年間3000件の技術相談に対応 「紙産業」を支える公設試験所
製紙産業の集積地、愛媛県四国中央市。愛媛県産業技術研究所・紙産業技術センターには、市内の大企業から中小企業まで、年間3000件もの技術相談が寄せられる。地域産業にイノベーションを起こし続ける、公設試験場の取り組みを探った。
愛媛県の紙産業クラスター
年間3000件の技術相談
愛媛県産業技術研究所は、県の公設試験場で、研究部門は1部と4センターから組織されている。技術開発部(松山市)、紙産業技術センター(四国中央市)、繊維産業技術センター(今治市)、食品産業技術センター(松山市)、窯業技術センター(砥部町)からなり、県内での産業集積地にセンターが設置されている。

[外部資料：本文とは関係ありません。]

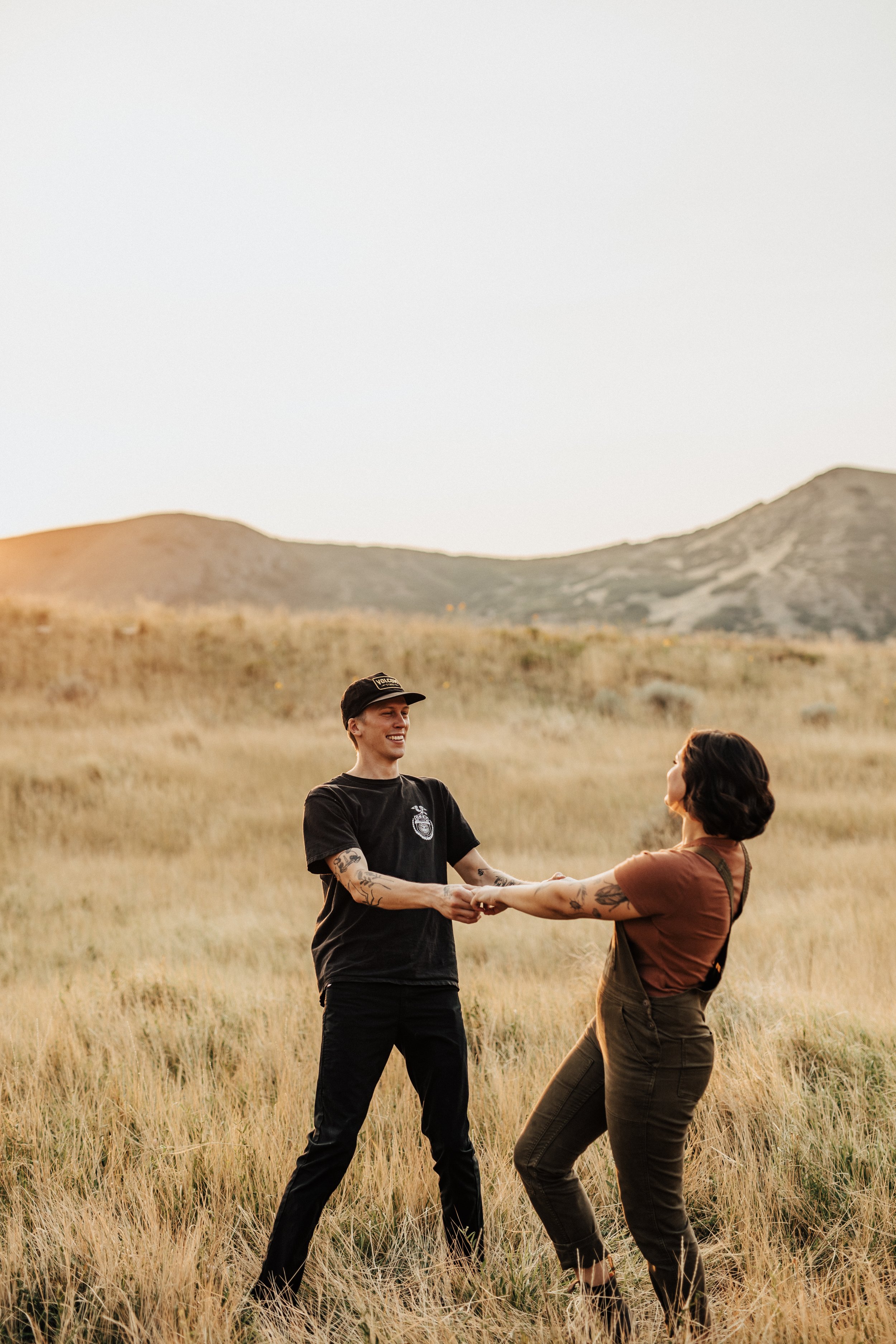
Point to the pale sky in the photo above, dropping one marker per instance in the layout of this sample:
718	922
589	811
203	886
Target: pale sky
501	276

そのうち、紙産業技術センターは、戦前の1941年に愛媛県製紙試験場として設立された。全国でも紙産業に特化した公設試験場は4か所しかない。
現在、愛媛県内での紙産業は、そのほとんどが四国中央市に集積している。2014年度の愛媛県の出荷額は5,346億円で、そのうち98.5%の5,284億円を四国中央市が占めている。四国中央市は、平成の大合併で川之江市、伊予三島市、土居町などが合併して生まれた市である。

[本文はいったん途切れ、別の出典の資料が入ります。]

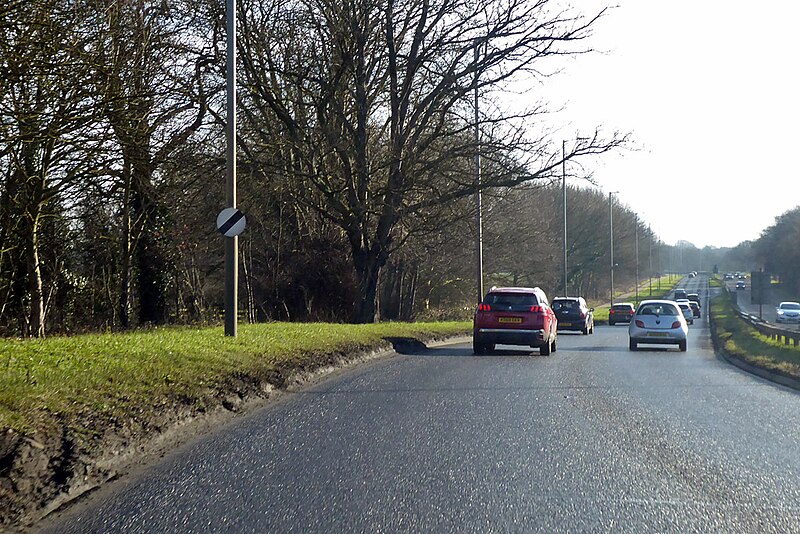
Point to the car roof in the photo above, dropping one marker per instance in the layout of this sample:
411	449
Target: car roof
657	301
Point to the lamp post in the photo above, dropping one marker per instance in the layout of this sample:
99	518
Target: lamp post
611	234
231	243
478	203
636	253
564	195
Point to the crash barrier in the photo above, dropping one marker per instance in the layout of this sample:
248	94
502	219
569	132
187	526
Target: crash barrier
782	335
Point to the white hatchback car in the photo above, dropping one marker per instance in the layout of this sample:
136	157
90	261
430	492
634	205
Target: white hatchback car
659	322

市内には様々な関連産業が集積している。四国中央市の紙産業は工業統計では234事業所10,246人(2014年)であるが、関連産業を含めると、2倍以上の518社にのぼる。市内の就業者数約4.3万人のうち、約半数の2万人が紙産業に従事していると推測されている。また製造品出荷額ベースでは約8割が紙産業であり、製造業の大半が紙産業となっている。